Learning to take pride 162
What can be done to cure the sad condition we describe in the post below?
One way is to teach our children history – especially the history of America. Bill Bennett is taking active steps to do this. He writes:
How can we expect the next generation of Americans to protect and defend the country’s legacy if they do not know their own history? Alexis de Tocqueville once wrote, “When the past no longer illuminates the future, the spirit walks in darkness.” Our country’s very freedom and future hinges on education. How can we ask our children to fight, and perhaps die, for a country they do not know?
America’s love for history has always been self-propelled. Long before the ivory towers of pedagogy there were the log cabins of self-education. Men like Abraham Lincoln were voracious readers, often going to great lengths to get their hands on, and minds around, the classics. Education wasn’t limited to five days a week, seven hours a day and nine months out of the year; it was an on-going process with children often spending their few spare hours of the day reading under candlelight.
Today, our textbooks are more intent on political correctness, dulled-down event reporting and universal appeal. The dramatic and realistic story of America is mostly absent in the study of American history. Text authors, publishers and higher education experts have desiccated the rich drama and conflicts of history and replaced them with dry narratives that read more like recipe books and less like thrilling, page-turning novels.
My goal, along with a group of award-winning teachers, is to reverse this precarious trend and reshape the future of history education in America. Known as Team HOPE (History Opens Eyes), we have begun incorporating “America: The Last Best Hope” and other curriculum materials into a comprehensive and compelling narrative about our country. “Last Best Hope” does not look or read like any other textbook. It is the story of a people inextricably linked by the common threads of freedom and virtue, a story of men and women who rallied a great people behind them throughout the course of our nation’s history. In “Last Best Hope,” history is more than rote memorization or tedious facts; it is drama, romance, comedy, mystery, action, tragedy and triumph. I believe in the “warts and all” version of American history—not “warts, and that’s all.” And because of this, our project has been positively reviewed by scholars from all ideological perspectives.
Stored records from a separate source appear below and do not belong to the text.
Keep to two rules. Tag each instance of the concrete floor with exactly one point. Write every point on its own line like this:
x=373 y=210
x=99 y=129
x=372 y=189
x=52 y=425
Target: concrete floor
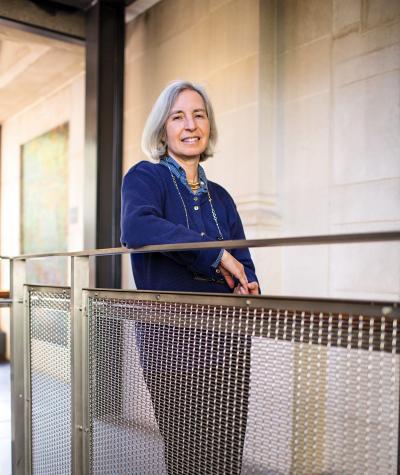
x=5 y=419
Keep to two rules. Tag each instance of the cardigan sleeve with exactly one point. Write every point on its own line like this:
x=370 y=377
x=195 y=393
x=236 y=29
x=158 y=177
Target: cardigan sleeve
x=142 y=221
x=237 y=232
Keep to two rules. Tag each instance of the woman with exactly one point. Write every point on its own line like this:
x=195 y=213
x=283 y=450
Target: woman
x=171 y=202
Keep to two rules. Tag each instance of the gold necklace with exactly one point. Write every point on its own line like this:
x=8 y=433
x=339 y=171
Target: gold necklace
x=194 y=185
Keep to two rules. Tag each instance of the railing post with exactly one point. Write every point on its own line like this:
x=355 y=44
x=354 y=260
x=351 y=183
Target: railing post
x=19 y=398
x=80 y=278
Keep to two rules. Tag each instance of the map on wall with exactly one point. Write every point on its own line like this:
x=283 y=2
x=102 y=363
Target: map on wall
x=44 y=205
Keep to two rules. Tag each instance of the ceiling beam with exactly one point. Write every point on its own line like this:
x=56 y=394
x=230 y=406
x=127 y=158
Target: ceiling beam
x=28 y=16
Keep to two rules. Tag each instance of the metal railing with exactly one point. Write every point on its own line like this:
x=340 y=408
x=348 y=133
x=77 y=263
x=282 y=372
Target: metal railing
x=180 y=383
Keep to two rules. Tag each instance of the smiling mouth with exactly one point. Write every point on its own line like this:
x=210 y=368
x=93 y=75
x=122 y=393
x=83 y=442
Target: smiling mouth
x=191 y=139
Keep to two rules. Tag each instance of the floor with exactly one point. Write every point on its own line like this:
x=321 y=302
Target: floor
x=5 y=419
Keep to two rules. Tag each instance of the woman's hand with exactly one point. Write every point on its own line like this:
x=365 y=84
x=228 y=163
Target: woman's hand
x=252 y=286
x=231 y=267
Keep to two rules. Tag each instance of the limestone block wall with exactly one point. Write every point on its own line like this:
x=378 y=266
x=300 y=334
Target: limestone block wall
x=339 y=143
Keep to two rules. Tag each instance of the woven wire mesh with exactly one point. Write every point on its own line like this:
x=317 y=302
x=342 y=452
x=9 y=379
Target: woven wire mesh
x=178 y=388
x=50 y=360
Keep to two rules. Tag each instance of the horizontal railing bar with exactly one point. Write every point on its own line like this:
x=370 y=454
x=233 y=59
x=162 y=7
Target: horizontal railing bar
x=389 y=309
x=231 y=244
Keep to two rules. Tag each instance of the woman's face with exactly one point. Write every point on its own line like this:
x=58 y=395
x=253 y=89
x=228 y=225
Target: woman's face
x=187 y=126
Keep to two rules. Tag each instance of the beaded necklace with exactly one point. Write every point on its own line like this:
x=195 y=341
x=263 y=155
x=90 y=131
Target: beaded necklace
x=214 y=214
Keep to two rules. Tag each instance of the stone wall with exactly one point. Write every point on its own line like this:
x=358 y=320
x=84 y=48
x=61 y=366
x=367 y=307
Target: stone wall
x=339 y=142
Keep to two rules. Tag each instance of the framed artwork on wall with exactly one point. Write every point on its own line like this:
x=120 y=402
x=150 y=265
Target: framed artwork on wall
x=44 y=205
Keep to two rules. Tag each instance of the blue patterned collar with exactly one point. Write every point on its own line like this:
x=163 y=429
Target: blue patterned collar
x=180 y=173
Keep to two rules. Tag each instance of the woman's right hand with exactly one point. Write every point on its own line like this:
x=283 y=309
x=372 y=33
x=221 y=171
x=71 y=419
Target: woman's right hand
x=231 y=267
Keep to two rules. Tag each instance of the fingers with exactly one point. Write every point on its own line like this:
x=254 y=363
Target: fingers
x=252 y=289
x=234 y=267
x=227 y=276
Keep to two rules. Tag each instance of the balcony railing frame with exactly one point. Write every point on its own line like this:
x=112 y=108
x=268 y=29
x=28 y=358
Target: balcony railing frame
x=81 y=281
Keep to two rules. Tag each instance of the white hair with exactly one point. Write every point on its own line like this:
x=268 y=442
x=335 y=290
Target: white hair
x=154 y=134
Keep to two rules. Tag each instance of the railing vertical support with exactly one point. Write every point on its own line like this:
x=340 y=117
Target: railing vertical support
x=80 y=278
x=19 y=399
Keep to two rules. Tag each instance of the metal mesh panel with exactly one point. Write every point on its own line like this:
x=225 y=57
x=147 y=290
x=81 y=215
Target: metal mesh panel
x=50 y=360
x=180 y=388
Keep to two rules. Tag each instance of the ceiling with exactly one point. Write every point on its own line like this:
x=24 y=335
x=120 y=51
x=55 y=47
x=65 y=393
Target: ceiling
x=33 y=66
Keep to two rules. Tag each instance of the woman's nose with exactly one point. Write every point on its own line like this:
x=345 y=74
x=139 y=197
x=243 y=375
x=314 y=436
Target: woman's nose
x=190 y=124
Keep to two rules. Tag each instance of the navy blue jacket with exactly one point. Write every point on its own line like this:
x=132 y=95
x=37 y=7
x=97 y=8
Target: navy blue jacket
x=152 y=213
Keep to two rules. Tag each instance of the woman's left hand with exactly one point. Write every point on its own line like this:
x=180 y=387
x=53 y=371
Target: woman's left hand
x=252 y=286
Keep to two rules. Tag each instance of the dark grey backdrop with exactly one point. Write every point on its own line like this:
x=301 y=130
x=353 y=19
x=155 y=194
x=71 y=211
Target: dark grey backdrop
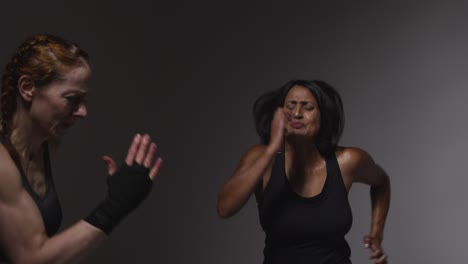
x=188 y=72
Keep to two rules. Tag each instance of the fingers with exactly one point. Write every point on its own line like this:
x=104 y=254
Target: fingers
x=132 y=150
x=142 y=151
x=155 y=169
x=111 y=166
x=149 y=157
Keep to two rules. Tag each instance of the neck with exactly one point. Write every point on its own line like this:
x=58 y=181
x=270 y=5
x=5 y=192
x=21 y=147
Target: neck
x=302 y=151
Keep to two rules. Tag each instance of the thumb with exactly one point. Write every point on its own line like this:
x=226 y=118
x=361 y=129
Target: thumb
x=367 y=241
x=111 y=166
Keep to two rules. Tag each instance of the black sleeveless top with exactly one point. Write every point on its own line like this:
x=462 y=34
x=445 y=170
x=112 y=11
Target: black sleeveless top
x=302 y=230
x=49 y=204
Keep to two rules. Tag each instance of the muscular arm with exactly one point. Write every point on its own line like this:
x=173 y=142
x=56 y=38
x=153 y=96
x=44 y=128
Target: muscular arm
x=237 y=189
x=22 y=232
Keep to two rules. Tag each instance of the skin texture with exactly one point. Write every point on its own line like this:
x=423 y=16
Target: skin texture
x=296 y=124
x=44 y=114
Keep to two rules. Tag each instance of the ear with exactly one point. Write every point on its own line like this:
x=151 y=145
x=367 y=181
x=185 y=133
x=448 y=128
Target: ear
x=26 y=87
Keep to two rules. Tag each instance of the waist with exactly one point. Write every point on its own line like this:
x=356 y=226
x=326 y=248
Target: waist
x=307 y=253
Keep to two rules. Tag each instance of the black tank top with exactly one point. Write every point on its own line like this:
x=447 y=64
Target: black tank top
x=49 y=204
x=302 y=230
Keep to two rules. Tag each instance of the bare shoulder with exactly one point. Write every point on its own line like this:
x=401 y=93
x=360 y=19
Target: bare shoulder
x=352 y=157
x=358 y=166
x=254 y=152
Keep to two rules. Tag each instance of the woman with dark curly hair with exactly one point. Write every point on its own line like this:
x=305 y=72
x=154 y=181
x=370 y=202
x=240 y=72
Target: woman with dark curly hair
x=44 y=87
x=301 y=178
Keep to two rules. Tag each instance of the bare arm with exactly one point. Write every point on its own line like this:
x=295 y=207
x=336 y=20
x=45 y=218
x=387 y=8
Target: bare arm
x=237 y=189
x=360 y=167
x=22 y=233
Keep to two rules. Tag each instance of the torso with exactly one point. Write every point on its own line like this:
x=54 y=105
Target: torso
x=311 y=184
x=36 y=201
x=305 y=215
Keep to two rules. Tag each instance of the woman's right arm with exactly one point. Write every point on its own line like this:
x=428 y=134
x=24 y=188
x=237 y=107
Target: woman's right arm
x=22 y=233
x=237 y=189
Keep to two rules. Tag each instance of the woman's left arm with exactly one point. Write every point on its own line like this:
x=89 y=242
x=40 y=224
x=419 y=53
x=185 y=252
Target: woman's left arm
x=360 y=167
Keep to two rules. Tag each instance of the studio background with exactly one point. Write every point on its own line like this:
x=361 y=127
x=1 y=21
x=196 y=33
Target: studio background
x=188 y=73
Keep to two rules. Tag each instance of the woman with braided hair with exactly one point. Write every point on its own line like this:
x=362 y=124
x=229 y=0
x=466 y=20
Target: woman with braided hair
x=44 y=87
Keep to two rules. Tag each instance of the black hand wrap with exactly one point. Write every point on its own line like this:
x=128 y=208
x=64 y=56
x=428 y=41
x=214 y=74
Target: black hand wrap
x=127 y=188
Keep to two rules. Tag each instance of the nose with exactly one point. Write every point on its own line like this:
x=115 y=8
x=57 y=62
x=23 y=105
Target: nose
x=297 y=111
x=81 y=111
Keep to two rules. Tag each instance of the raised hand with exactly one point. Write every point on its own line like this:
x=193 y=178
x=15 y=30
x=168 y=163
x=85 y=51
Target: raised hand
x=142 y=152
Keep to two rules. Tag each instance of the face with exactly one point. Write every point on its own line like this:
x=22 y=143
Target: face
x=56 y=106
x=303 y=112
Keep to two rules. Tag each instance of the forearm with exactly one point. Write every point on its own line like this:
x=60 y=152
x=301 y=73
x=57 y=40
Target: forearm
x=237 y=190
x=70 y=246
x=380 y=199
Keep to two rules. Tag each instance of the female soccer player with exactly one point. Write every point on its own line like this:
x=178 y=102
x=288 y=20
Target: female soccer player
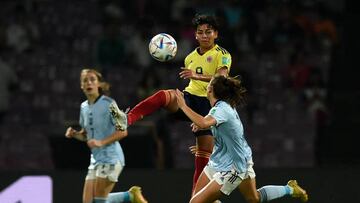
x=230 y=165
x=200 y=65
x=102 y=129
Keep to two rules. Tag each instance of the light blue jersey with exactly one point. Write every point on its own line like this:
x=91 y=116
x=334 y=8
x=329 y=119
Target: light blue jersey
x=231 y=150
x=100 y=120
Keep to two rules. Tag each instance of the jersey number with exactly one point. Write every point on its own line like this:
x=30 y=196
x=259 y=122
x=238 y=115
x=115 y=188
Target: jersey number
x=198 y=70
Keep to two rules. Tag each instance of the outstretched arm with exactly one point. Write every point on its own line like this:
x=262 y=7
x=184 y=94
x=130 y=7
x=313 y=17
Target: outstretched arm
x=79 y=135
x=200 y=121
x=190 y=74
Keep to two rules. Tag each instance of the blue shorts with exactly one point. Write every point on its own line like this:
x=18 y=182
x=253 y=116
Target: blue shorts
x=200 y=105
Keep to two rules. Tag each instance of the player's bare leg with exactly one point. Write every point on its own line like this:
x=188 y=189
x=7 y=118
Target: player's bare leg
x=88 y=191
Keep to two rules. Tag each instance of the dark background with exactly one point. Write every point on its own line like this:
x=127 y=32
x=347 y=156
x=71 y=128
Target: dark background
x=287 y=143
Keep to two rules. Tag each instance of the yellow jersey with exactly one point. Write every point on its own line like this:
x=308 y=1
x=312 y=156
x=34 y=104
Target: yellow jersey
x=206 y=64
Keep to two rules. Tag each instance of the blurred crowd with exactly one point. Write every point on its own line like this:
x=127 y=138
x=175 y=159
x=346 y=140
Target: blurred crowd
x=281 y=49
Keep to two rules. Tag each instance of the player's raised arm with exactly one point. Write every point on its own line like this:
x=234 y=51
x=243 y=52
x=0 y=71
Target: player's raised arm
x=79 y=135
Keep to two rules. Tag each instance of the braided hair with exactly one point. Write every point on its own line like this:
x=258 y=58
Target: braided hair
x=201 y=19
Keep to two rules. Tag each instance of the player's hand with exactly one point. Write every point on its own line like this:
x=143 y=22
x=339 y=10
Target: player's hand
x=70 y=132
x=187 y=74
x=194 y=127
x=94 y=143
x=180 y=98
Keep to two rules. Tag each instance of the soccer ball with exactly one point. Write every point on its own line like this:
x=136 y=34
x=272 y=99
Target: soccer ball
x=162 y=47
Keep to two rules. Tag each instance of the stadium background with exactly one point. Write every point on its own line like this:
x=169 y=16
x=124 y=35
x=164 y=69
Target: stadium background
x=297 y=59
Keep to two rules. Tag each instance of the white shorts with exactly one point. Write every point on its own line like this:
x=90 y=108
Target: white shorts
x=109 y=171
x=229 y=180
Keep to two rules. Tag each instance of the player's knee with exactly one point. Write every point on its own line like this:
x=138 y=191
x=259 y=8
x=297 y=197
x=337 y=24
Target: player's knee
x=253 y=199
x=171 y=103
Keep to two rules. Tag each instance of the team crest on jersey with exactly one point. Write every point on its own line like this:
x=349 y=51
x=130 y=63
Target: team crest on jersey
x=225 y=60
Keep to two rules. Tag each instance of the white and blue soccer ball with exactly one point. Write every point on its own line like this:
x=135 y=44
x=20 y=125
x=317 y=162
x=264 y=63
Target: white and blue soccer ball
x=163 y=47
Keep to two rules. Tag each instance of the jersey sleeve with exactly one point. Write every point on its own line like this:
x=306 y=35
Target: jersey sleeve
x=81 y=119
x=118 y=118
x=218 y=114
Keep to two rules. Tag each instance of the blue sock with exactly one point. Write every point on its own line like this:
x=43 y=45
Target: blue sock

This revolution we are commencing is not limited to classrooms or textbooks. Remember parents: You are a child’s first and most important teacher and the single-most effective Department of Education. President Ronald Reagan said, “Let me offer lesson No. 1 about America: All great change in America begins at the dinner table.” As our children return to school this fall, let us actively engage and encourage their interest in history—from the dinner tables to the classrooms.
If we are to restore America’s love for its rich and great history, we must begin by telling the truth, not in a prosaic, tiresome fashion, but in a captivating and memorable way. Our story is one of great suffering and great triumph; it is what Abraham Lincoln called “the last best hope of earth.”